Vamos a celebrar. En la catarsis estroboscópica de las felices fiestas por imperativo social los neotiesos nos vemos apurados. Histeria antes de la cena de nochebuena y el empacho colectivo de navidad. Una competición cuñadil de mesas decoradas con toda la escenografía tamborilera. Vajillas, mantelerías y cuberterías platerescas de las grandes ocasiones de andar con estrafalarios y queridos familiares por casa. Sume un nivel de sofisticación alimentado por la presión de las publicaciones de estilo de vida y decoración influyente que promueven las redes sociales de la fantasía en brillante cartón piedra. Tome nota de la gastrontería en boca. Qué si la elección de vinos, añadas, ambrosías y delicatessen que salen por un ajo y cebolla caramelizada de la cara. Se montan las mesas como altares santificados con centros florales y velas. Se preparan los invitados para recibir mucha cera al calorcillo de la lengua desatada por tanto brindis de paz, amor y facilidad para la recurrente puya gratuita. Y así nos vemos contrarreloj apechugando con los últimos flecos de nervios y bolsas. La nochebuena no es como en las películas. Después toca recoger la mesa y fregar. Pero antes toca un corre, corre con los recaditos y subida de precios de última hora. Requieren una logística especial con vigías atentos al timbre de la casa esperando el advenimiento de los caprichos encargados a santa internet.

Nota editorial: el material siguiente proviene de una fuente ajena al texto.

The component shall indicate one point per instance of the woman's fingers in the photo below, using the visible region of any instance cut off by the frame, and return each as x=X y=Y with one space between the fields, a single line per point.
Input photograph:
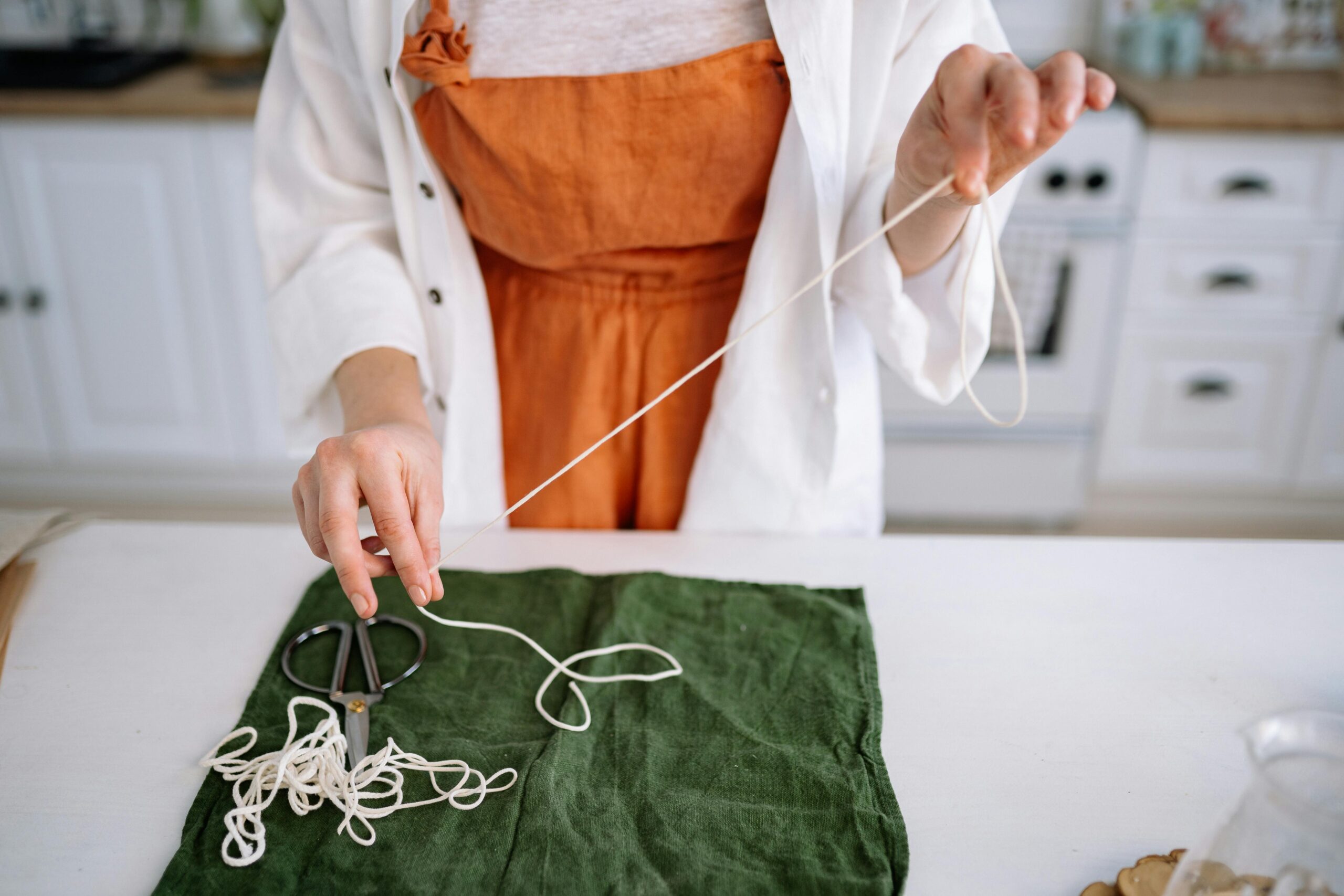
x=1101 y=90
x=338 y=516
x=428 y=510
x=390 y=510
x=1064 y=90
x=1014 y=101
x=961 y=85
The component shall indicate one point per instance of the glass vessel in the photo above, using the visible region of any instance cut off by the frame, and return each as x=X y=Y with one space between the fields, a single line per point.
x=1285 y=837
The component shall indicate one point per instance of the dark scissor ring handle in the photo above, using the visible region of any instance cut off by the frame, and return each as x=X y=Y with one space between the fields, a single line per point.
x=373 y=681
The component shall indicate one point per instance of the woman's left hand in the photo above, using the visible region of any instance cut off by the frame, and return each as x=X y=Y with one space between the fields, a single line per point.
x=987 y=116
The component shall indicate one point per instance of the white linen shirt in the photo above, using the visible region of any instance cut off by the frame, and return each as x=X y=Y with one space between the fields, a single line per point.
x=362 y=251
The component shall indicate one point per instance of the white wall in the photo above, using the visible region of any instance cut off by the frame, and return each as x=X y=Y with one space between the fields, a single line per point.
x=1040 y=29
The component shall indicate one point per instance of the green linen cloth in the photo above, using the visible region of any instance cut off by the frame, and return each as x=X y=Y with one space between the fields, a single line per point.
x=757 y=772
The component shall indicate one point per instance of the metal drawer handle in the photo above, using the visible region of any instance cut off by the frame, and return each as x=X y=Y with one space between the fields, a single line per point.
x=1247 y=184
x=1230 y=280
x=1209 y=387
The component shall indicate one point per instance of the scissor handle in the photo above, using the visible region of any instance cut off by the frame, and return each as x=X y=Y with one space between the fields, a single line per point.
x=366 y=650
x=420 y=637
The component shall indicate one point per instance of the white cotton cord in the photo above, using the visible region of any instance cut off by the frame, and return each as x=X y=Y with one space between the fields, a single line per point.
x=563 y=667
x=675 y=668
x=839 y=262
x=1019 y=342
x=312 y=769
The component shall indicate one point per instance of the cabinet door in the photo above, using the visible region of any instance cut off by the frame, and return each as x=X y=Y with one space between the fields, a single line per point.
x=243 y=294
x=1323 y=457
x=109 y=226
x=22 y=431
x=1208 y=410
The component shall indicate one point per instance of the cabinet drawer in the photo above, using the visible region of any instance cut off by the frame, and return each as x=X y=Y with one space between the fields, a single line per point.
x=1206 y=410
x=1233 y=279
x=1221 y=178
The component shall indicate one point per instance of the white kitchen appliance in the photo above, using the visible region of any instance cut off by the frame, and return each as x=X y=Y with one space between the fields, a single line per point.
x=1066 y=253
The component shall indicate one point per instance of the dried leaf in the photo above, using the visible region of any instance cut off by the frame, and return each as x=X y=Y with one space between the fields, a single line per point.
x=1148 y=879
x=1098 y=890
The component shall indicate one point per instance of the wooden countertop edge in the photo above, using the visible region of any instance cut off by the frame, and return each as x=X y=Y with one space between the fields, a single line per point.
x=1289 y=101
x=182 y=92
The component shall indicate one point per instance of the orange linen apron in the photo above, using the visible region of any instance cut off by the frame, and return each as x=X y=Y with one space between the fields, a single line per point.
x=612 y=217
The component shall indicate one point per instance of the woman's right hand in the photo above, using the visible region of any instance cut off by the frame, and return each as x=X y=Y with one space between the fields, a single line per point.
x=394 y=465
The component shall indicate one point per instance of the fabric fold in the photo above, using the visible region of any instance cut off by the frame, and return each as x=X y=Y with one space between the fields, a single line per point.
x=438 y=53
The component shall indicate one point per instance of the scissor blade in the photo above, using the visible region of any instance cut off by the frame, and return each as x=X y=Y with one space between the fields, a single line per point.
x=358 y=708
x=356 y=734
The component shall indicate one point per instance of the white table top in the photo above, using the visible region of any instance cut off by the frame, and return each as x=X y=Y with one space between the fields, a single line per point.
x=1054 y=708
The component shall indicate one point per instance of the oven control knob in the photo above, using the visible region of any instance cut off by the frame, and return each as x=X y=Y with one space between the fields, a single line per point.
x=1097 y=181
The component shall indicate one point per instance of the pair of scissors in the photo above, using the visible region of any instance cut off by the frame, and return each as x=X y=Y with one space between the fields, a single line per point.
x=356 y=703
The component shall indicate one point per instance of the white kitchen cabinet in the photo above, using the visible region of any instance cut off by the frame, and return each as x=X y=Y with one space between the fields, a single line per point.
x=1321 y=473
x=241 y=293
x=23 y=434
x=109 y=226
x=1229 y=280
x=1220 y=178
x=1199 y=410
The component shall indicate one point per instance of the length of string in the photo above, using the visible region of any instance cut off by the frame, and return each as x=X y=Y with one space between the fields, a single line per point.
x=896 y=219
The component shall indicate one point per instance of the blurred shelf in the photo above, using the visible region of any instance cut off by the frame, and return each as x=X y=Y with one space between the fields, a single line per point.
x=1269 y=101
x=182 y=92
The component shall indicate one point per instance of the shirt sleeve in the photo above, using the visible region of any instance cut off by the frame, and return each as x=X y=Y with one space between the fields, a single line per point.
x=916 y=321
x=324 y=218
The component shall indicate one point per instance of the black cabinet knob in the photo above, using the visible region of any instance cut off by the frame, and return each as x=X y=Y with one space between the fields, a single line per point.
x=1247 y=186
x=1232 y=280
x=1209 y=387
x=1097 y=181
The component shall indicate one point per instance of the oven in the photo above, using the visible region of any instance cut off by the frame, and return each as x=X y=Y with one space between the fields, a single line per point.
x=1066 y=250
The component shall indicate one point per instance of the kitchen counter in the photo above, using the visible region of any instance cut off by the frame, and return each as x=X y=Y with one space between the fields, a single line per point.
x=1269 y=101
x=181 y=92
x=1054 y=708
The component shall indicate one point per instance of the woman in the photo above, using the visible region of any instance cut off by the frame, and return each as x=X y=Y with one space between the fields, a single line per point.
x=487 y=251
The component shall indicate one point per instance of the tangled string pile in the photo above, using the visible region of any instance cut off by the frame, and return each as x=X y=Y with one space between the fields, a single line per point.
x=312 y=769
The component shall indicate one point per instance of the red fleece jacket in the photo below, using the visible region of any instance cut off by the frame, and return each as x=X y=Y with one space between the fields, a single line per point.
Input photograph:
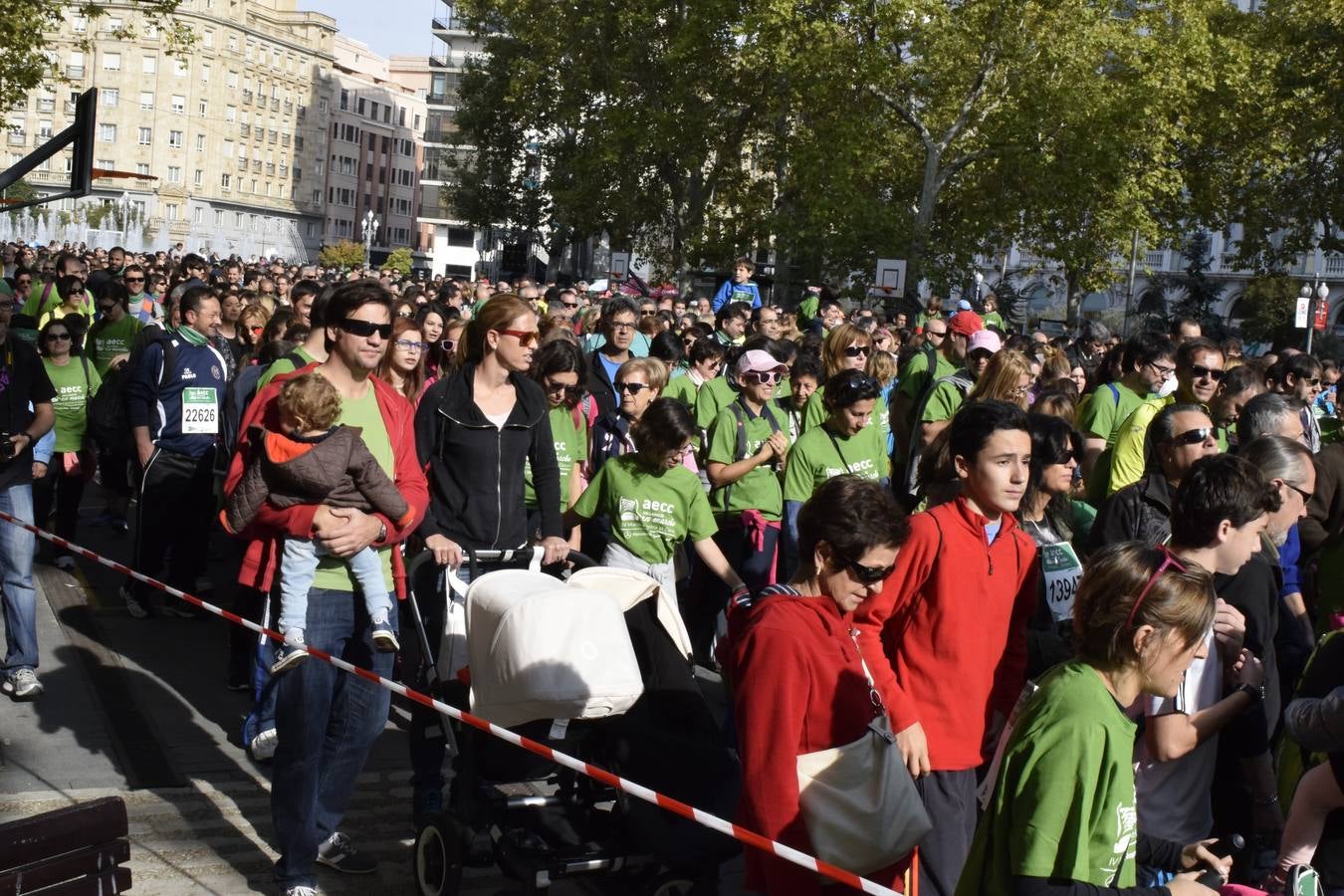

También expediciones de a pie peregrinando de comercio en supermercado en medio de una marabunta cargada con chispazos de electricidad estática y estética luminosa. Las fiestas navideñas suelen ser muy bipolares. Del entusiasmo de los niños insoportables, excitados con tanta sobredosis de azúcar a la nostalgia avinagrada y viejenial por los que no están. Aquellos tiempos que se han esfumado. Cicatrices del recuerdo por los seres queridos ausentes y un rosario de anécdotas jocosas. Una hemorragia de añoralgia que se detiene con emplasto de polvorón. En estos días de balance emocional, de las vueltas y revolcones que nos ha dado la vida con sus éxitos achampañados, fracasos ácidos y lo que nos queda por vivir. Mientras espantamos al gordo y a la suerte calva de la lotería, hay que conmemorar que seguimos vivos y porculeando. El destino nos podría haber tratado mucho peor. Por ello es tiempo y ocasión necesaria para ocuparse de los más desfavorecidos, rascarse el bolsillo por los que sufren y no tienen consuelo ni esperanza. La miseria ajena estos días escuece más en Cenacheriland.